Contouring reality

The Asian Age.

Life, Art

Man and his tendency towards violence highlighted at colossal sized exhibition.

Cannibal’s from the capitalist reigns

The hybrid reality of our society, man’s likeliness for violence, and his tendency to control every living thing came to the forefront with the opening of the solo exhibition of Indian Contemporary artist Reji Arackal’s life-sized artworks at Alliance Française de Delhi on Thursday.

Organised in collaboration with The Raza Foundation, the exhibition is the second in the ‘Back from France’ series which holds two solo exhibitions of two different artists every year in order to provide a platform to deserving young Indian artists who have returned from France after a stay of more than six months and now continue their practice in India.

“Well-known for his non-conformity and diverse interests, Reji Arackal’s colossal, god-like superhuman figures are a result of a study of form. The ‘out of line’ superhuman become a platform for dangerous speech, human desire, appetite and unruliness and a symbol of moral and ethical decay in his compositions. As a catalyst for social change, Arackal draws from a variety of sources to expose the heresies of disenchantment, exploitation and persecution” Shruthi Issac, Curator of the exhibition titled ‘Living Outlines’ said as she explained the idea behind the artist's works.

Talking about his work, the artist said: “Humans always consider themselves as sophisticated and advanced. But my understanding is that we are like bugs trying to control every living thing on earth. We convert living, thriving habitats into artificial, dead spaces. We are no longer able to differentiate between what is precious and living and what is artificial. Humans, the most dominating being on earth act like Gods. We behave as if we are superhuman. But we have already lost our basic skills of survival. We have lost balance.”

One of his works from 2009, titled ‘Hybrid Reality’, explores the metaphor of an alternate actuality wherein the human society is a production factory. A single, shapeless mass is cut, sawed, pulled, stretched, shaped and given purpose to meet the needs of a society of small human-like beings.

“I think we live in a hybrid world where things no longer happen naturally. Humans are interfering in every aspect of life on Earth. We are physically and mentally tuned to the mechanical clock and machines to the extent that we ourselves have become small cogs in a large industrial unit,” Arackal, who came back from Paris after a one-year internship program from  The École  Nationale Superieure Beaux-arts said.

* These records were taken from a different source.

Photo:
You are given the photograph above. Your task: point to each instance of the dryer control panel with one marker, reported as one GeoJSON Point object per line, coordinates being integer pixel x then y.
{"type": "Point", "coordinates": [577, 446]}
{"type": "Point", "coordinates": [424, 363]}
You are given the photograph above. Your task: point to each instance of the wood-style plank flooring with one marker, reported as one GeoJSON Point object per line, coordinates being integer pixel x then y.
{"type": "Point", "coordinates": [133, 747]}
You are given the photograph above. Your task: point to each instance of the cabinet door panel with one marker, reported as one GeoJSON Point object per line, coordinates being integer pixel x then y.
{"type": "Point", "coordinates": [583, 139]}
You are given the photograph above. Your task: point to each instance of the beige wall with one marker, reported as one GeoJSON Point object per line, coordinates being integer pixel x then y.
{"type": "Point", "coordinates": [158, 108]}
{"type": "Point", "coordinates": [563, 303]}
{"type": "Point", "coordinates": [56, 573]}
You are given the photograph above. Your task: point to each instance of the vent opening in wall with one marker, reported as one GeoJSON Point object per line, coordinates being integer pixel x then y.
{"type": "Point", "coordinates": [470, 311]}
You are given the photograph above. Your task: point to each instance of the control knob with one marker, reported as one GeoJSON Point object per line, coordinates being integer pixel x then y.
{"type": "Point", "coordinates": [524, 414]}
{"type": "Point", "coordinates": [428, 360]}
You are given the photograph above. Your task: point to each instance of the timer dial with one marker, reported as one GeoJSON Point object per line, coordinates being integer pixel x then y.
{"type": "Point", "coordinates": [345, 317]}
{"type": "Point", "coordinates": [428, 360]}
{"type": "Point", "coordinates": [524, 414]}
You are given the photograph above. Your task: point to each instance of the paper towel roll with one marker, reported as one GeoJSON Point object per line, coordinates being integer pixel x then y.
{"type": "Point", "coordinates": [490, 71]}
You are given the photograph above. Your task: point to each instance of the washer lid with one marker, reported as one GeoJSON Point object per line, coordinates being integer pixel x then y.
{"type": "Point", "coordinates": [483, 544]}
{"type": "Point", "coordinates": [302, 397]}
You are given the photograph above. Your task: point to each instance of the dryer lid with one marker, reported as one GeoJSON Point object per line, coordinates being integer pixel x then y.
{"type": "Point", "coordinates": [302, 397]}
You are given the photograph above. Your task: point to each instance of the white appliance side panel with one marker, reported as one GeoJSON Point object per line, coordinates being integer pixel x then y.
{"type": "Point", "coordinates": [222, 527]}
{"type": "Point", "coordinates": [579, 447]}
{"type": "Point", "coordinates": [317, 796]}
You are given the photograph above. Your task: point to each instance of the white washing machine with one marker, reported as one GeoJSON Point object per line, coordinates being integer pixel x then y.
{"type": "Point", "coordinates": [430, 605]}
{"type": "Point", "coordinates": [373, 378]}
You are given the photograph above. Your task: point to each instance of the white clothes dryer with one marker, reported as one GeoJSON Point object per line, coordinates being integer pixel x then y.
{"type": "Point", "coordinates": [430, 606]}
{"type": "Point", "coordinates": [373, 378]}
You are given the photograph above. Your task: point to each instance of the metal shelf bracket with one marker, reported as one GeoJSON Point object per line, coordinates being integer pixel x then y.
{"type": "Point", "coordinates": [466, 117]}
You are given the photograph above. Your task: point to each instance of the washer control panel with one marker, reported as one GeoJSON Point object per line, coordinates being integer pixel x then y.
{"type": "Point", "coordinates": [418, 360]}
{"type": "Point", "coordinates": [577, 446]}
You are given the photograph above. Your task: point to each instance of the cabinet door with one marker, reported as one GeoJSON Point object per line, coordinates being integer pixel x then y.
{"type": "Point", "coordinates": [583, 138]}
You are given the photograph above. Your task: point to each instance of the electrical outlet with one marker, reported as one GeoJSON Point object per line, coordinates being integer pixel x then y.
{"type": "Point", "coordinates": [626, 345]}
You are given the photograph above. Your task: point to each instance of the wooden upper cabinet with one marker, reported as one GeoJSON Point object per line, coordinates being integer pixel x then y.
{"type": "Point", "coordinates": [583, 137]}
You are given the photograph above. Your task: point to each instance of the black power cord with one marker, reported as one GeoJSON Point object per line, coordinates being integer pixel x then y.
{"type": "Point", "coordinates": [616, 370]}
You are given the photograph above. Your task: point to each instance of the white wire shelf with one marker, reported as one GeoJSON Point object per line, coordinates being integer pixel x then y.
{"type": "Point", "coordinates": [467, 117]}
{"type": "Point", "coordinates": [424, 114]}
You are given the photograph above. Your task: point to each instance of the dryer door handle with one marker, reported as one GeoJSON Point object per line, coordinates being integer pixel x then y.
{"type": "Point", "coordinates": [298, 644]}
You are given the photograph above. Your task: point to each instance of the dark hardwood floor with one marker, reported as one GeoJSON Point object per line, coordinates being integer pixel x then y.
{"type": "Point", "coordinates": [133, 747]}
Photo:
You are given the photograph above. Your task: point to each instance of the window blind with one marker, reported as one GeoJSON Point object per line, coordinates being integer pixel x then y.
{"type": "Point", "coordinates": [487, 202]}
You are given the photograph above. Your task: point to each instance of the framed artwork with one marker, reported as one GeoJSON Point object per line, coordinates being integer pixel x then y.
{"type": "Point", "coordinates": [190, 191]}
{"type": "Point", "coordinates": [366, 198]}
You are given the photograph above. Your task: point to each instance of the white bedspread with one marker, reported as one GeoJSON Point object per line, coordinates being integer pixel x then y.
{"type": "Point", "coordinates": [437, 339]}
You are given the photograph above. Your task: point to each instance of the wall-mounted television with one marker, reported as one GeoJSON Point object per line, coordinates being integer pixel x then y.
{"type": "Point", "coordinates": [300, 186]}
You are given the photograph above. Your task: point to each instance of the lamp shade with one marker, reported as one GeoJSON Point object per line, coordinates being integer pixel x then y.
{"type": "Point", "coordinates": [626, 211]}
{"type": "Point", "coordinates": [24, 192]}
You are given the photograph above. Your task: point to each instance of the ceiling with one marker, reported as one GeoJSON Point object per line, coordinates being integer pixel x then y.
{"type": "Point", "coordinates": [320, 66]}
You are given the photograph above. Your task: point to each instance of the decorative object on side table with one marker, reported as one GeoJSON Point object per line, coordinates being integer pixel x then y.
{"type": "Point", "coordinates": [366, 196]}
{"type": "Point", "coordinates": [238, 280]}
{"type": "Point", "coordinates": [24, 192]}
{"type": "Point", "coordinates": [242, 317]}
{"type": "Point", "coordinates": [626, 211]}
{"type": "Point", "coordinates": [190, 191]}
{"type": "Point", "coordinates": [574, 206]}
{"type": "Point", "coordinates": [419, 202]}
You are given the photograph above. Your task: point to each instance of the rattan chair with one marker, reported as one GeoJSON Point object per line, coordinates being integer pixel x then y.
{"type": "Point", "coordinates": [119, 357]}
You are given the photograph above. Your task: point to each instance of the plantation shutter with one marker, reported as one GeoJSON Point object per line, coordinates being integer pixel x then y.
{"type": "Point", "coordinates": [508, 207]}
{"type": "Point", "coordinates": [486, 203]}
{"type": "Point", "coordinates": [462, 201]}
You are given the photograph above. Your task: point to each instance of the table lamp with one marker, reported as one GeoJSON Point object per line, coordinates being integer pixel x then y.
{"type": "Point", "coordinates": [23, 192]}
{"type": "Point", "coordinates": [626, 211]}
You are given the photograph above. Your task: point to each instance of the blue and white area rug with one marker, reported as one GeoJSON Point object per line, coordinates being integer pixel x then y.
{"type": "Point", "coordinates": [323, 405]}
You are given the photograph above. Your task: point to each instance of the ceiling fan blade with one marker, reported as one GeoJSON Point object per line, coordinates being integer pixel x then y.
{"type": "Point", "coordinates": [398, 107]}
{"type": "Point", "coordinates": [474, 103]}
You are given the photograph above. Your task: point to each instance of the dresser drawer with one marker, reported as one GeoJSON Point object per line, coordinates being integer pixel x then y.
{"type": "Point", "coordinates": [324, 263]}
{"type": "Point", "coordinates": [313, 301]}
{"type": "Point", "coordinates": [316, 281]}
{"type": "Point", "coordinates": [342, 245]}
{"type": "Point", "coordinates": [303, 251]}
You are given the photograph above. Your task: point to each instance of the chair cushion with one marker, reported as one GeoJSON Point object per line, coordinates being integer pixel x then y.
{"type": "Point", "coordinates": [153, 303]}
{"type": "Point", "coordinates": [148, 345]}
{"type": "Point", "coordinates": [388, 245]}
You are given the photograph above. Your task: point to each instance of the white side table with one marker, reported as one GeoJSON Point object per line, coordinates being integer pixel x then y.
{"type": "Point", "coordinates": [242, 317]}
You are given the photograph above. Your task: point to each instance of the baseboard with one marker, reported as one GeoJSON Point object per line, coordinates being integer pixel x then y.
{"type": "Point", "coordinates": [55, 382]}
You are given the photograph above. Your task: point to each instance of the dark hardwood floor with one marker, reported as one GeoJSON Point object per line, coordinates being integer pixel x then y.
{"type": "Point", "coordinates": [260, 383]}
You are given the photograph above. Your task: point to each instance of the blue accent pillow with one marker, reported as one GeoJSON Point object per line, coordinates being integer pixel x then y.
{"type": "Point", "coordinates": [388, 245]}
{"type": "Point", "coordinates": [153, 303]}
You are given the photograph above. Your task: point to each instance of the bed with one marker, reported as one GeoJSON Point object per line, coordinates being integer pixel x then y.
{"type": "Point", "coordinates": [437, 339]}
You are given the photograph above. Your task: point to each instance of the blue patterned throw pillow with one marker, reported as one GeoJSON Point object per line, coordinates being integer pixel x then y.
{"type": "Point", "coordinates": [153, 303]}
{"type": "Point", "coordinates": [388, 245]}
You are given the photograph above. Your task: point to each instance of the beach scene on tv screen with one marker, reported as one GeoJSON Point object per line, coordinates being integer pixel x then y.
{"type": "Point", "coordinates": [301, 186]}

“His very personal pictorial style imposes itself on spectators with its expressive and poetic force. He possesses a dreamlike and sarcastic way of evoking the environmental ravages caused by the lack of respect for nature. Beyond their astonishing artistic qualities, Reji Arackal’s works have a political dimension...they invite the viewer to become more aware of the major issues that our planet is facing,” Director of Alliance Française de Delhi Jean François Ramon said while pondering over the Arackal’s works.

In another one of his works, titled The hunter or Mirror image’, Arackal comments on man’s penchant for violence. The new-age God-like soldier reaches out to the caveman with his primitive spear.

Michelangelo’s God reaches out to Adam against the background of an imaginary map of Wayanad (Kerala) with names of once thriving tribal villages that have now been displaced from collective memory.

His earliest work on display, ‘Displaced’ (2007), critiques the erasure of cultural memory under the pretext of urbanization. “The lyrical tribal structures have over time been uprooted and replaced by urban, commercial structures,” Arackal said.

This cannibalistic tendency of capitalist structures to feed on thriving social structures has also been highlighted in Cannibal’s from the capitalist regimes (2013) wherein each country in their military garb bites into the body of another under the pretext of war.

“The explicit and implicit violence inherent in the socio-political body has been a perennial issue for me since I started my career as an artist. My early canvases stand in this respect as they show different types of gestures and postures of a world of violence and which are extremely polished in order to obliterate any brush strokes. This is no paradox indeed. It is rather a direct representation of the nature of violence we come across in our daily life,” the artist stated.

The exhibition, featuring seven seminal works of Arackal will be on display at Alliance Française de Delhi’s Gallerie Romain Rolland until March 28.